The next best algorithm, the Sampson, has a prior study showing it was best used with high triglyceride people (and more accurate than Martin/Hopkins with those individuals), but this study is showing the formulas are neck-and-neck for accuracy and enough better than the normal Friedewald method to make it worth plugging in your numbers to get a likely more accurate LDL number for you. The Sampson formula is not proprietary and is free for all use.
What was really nice was the original paper (free) has a supplement file that gives you the formulas. I’ll post that link, next.
The study supplement, with the formulas (including Sampson):
https://storage.googleapis.com/jnl-up-j-gh-files/journals/1/articles/1214/6490448c661fc.pdf
The Excel spreadsheet for non-commercial use (appears to be free to use by doctors and patients, but not for sale purposes):
#1 there 5 different kinds of LDL chloresterol and only the small dense small particle is one of any demerit.
#2 The HDL and triglyceride count is a much more accurate picture of blood health.
#3 Chloresterol was a non factor before the 70's when Big Pharma found a way to lower LDL chloresterol (the larger fluffier benign kind). Now the AMA and every doctor is a sales rep for Pfizer to sell statins.

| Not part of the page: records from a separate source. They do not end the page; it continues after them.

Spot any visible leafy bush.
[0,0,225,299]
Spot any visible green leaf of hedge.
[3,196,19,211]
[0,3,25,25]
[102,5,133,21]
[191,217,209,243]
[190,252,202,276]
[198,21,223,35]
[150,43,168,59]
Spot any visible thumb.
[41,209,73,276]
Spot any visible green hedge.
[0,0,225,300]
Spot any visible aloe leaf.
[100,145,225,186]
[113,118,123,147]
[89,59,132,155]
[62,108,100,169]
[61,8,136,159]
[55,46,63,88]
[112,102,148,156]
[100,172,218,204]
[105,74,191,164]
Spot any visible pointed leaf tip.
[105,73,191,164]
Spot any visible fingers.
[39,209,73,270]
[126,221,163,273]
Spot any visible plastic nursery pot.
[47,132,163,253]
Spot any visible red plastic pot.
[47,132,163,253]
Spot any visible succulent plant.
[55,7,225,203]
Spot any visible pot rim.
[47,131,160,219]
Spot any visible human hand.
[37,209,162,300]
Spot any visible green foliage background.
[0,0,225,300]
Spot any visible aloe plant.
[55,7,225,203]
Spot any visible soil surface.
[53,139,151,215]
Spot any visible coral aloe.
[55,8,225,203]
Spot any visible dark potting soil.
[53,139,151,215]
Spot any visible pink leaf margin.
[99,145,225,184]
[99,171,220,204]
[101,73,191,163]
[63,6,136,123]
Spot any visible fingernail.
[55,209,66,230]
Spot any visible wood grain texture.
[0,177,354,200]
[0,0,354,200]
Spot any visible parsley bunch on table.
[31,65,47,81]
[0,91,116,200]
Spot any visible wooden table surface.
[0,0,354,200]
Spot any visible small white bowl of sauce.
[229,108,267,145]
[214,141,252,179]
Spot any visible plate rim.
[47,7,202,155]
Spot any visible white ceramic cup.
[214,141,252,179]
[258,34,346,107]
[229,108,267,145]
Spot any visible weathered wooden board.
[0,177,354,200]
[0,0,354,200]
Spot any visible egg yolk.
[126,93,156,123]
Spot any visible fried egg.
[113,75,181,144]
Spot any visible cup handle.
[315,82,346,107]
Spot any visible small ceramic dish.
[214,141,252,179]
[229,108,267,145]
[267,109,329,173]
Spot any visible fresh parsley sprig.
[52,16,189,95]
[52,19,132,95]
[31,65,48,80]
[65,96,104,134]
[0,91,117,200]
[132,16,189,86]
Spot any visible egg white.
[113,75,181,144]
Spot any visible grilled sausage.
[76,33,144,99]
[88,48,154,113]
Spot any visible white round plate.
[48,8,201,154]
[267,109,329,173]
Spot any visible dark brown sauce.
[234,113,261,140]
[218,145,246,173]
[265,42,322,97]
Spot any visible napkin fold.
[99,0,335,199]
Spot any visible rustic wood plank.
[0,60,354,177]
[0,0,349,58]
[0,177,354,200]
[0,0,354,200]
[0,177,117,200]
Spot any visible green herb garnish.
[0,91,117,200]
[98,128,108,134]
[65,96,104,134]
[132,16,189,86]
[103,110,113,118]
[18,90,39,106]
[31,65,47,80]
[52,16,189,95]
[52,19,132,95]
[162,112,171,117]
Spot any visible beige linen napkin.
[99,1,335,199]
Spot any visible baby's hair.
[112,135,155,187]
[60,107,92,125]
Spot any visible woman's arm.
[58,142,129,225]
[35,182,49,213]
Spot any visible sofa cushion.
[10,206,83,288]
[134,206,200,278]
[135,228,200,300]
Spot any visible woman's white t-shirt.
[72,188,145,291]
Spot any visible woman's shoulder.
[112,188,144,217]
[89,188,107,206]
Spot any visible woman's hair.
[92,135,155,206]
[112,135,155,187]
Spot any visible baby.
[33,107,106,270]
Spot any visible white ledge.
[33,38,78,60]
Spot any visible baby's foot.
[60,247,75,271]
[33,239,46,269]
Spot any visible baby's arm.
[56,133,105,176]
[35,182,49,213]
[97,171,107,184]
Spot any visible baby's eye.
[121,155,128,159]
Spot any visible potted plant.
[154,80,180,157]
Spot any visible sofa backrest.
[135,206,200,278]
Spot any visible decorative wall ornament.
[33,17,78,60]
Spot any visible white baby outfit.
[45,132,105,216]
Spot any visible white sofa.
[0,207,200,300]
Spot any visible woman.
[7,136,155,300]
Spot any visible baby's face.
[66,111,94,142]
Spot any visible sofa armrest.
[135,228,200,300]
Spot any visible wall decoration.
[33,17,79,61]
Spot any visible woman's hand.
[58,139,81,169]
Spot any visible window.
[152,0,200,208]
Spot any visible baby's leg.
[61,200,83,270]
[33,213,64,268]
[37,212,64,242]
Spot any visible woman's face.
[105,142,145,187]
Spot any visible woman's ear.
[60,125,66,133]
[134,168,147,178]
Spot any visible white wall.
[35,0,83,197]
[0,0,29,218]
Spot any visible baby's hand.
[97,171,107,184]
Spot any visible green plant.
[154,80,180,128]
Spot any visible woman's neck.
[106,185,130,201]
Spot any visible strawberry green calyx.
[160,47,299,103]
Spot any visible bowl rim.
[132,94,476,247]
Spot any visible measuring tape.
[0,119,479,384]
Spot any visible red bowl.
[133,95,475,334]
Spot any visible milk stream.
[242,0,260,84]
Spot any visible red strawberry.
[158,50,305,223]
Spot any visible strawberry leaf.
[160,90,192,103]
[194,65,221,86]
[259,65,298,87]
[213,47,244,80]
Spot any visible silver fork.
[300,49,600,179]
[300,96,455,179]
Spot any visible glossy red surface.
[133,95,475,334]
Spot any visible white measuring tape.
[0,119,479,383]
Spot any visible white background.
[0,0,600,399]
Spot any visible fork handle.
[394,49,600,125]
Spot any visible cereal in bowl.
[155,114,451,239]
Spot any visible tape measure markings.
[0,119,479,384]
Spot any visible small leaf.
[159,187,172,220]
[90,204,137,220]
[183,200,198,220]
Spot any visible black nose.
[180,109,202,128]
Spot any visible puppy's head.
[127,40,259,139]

#4 Smoking, obesity chronic inflamation (from 2 diabetes and metabolic syndrome and hypertension are much more risk factors for Cardiac problems than chloresterol.
Associate research is the lowest level of research and one cannot reliably base a prognosis or any conclusion on it alone.
bttt
AGAIN. LDL cholesterol is not a problem. Neither is HDL cholesterol. Both are required in abundance for human life.
The only bad cholesterol are CLDL cholesterol, and they are not really cholesterol at all. CLDL cholesterol are dead shells of cholesterol which a glycated liver fails to fill with acetone. This failure comes when the patient consumes a diet too rich in fructose (anything which tastes sweet).
The differences between people’s LDL-to-HDL ratios are caused by inborn APoE genetics and mean very little to health outcomes.
When a liver fails to fill cholesterol particles it leaves the unused acetone in the bloodstream as “triglyceride”. Have your triglyceride levels checked if you suspect a problem.